If you don't believe it...then you are definitely NOT well read.
But, hey...we are the greatest nation on Earth! Go figure...
+6 # RMDC 2013-07-18 09:57
Winston Churchill was an asshole. I'm tired of people quoting him. He was a drunk and a philanderer. He was a fascist who worked only for the British empire. There's nothing to admire in his miserable career. That Friedman loves him just shows more of Friedman's idiocy.
+1 # Maturus 2013-07-18 11:46
I'm sure you missed something...... ..
+6 # Maturus 2013-07-18 11:57
Oh yes, I realise what it was - engage your brain before writing garbage like that. He was a drunk: well he certainly liked a drink; a philanderer: I hadn't heard that, do you have examples?; a fascist: don't be absurd; he worked only for the British Empire: which is why he bankrupted it by standing up to Hitler in1940; his miserable career: pretty patchy, poor in parts - but the highlights! Churchill would certainly not survive modern press practices and his career would not have survived Gallipoli under modern scrutiny. Therefore, in 1940, with no Churchill,Halif ax would have sued for peace and there would have been no,Battle of Britain; Hitler's attack on Russia would have started earlier in 1941 and been strengthened without those losses; the Eastern front would have played out differently and possibly fatally for Stalin. Where would you be now if that had happened? Churchill was a man of his times, the leader that Britain - and possibly the world - needed at that time, irrespective of his faults.
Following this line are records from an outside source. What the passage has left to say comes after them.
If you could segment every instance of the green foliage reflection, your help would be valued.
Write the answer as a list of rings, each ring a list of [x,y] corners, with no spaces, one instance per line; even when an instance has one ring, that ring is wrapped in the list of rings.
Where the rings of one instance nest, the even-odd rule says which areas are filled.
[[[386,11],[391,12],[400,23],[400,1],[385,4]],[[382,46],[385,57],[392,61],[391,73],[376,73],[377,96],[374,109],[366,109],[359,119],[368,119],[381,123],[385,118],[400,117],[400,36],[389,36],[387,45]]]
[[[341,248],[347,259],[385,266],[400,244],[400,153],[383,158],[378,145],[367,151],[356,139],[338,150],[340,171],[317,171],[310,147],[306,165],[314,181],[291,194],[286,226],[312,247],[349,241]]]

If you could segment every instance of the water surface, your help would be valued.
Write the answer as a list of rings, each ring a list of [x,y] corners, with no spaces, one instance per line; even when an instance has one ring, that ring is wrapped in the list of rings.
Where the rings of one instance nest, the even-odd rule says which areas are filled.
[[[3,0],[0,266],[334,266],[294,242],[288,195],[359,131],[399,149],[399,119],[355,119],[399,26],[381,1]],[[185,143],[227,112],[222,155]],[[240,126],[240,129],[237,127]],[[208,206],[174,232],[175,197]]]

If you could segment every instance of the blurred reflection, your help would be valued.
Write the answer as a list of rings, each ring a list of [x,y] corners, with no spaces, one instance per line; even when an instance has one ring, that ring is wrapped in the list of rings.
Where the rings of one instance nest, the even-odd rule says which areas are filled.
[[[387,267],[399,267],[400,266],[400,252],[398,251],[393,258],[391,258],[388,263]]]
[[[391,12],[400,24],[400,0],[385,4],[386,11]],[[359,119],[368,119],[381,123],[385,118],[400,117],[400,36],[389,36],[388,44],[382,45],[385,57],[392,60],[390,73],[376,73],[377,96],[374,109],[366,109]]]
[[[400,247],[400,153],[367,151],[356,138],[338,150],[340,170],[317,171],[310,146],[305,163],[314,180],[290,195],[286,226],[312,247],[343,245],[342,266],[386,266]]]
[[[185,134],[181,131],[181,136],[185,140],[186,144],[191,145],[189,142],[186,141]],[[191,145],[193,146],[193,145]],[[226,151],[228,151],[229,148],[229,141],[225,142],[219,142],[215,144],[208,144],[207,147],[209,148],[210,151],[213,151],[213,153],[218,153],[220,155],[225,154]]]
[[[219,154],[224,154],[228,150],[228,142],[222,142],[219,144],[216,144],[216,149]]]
-1 # bingers 2013-07-21 05:13
Yeah, and even Ron Paul is right occasionally.
+3 # David Starr 2013-07-18 11:23
Freidman says the GOP is so narrow-minded in its immigration policies. But Freidman has been within the same right-wing spectrum as them. The latter are more overt about it; Freidman's basic principles are right-wing, conservative, etc. The basis of their objectives are the same. It's like two sides of one coin.

And Freidman bringing Churchill into his commentary gives an odd, disjointed tone to the issue he comments on.
+4 # Cougar27 2013-07-18 14:47
Churchill also called Mohandas K Gandhi a "naked little fakir." I don't remember if the fat little brandy boozer had an opinion of Nelson Mandela, but I'm betting if he did it wasn't flattering.
-10 # 2013-07-18 15:45
Conceit? Allow me to use a few words to describe the writing of Alex Pereene:
Trite, and
+8 # Cougar27 2013-07-18 20:51
Hello, Mama Friedman, I knew it was you.
0 # drew 2013-07-30 20:19
I don't read Freedman much - though I know his book The Earth is Flat (and stance on climate change) is right - this particular article was also right in it's main point: that Republicans are total douchebags, throwing us under the bus constantly (by obstructing positive, productive, necessary policies), all for the sake of trying to win the next election cycle by saying "look how little the majority/Presid ent has gotten done? Look how bad things still are ... ". Republican politics are toxic & twisted and they have done SO much damage to this Country! Who really cares if Freedman used a bad example and it turns out Churchill wouldn't have agreed (as it turns out maybe he was a short-sighted racist too??